Read More: Andersen Sterilizers Awarded First 510(k) Master File for EtO Sterility Change

What is VHP and how does it work?

One of those potential alternatives is VHP. The recent news updating the sterilization method to its new status underscores the agency’s goal of moving away from EtO sterilization where possible, as an Established Category A sterilization method has a long history of safe and effective use on medical devices, putting VHP on the same level as EtO and radiation.

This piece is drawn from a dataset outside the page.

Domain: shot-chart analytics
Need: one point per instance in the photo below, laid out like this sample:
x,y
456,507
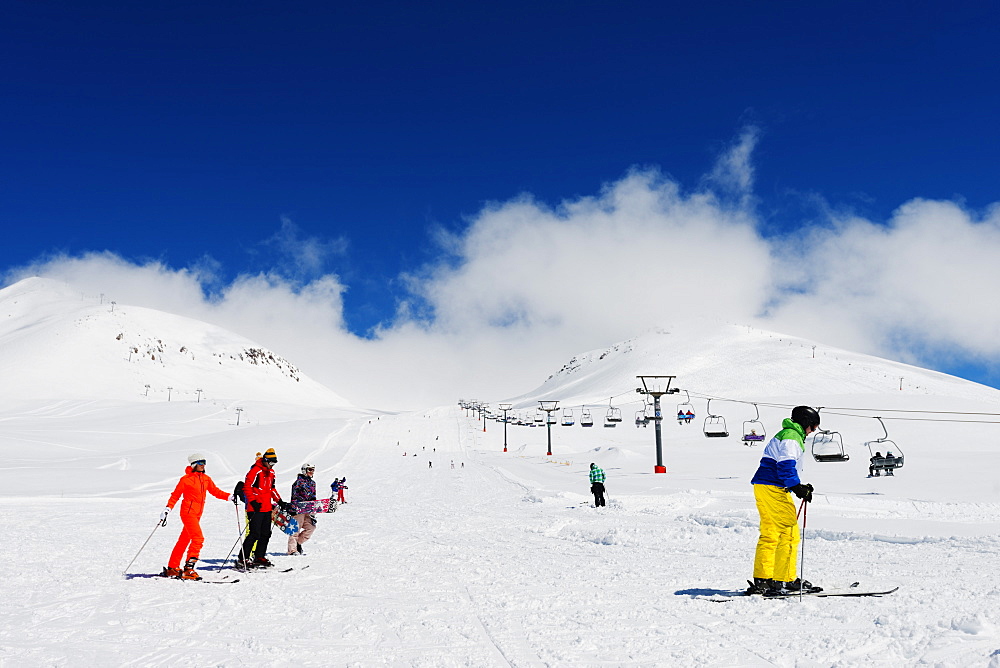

VHP is a deep vacuum, low-temperature vapor process traditionally used to sterilize reusable medical devices in patient care facilities, according to Steris. The sterilization method is compatible with a wide range of polymeric materials, making it also effective for single-use products like implants and devices with electronics, pharmaceutical containers, parenteral drug delivery systems such as pre-filled syringes, combination delivery devices, single-packaged assembled complex devices, complete assemblies or devices with loose components, and temperature sensitive devices.

Of note, cellulose-based materials and highly absorbent materials are not compatible with VHP. Additionally, the method is for surface sterilization and has limited penetration capabilities, according to Steris. Unlike EtO, hydrogen peroxide breaks down to water and oxygen, and aeration time is greatly reduced. This means that any concern for toxicity is very low risk, according to a study in Implantable Sensor Systems for Medical Applications.

The VHP sterilization process happens in three phases: the conditioning, sterilant exposure, and post-conditioning, all performed within a single chamber. “The process is carried out under deep vacuum conditions of typically 1-10 millibar (0.03-0.3 inches Hg), with a temperature range of typically 28-40°C (82-104°F),” according to Steris. “Total cycle time (from door closed to door open) is typically eight hours or less. However, cycle time may vary depending on product composition, packaging materials, temperature, and load size and configuration.”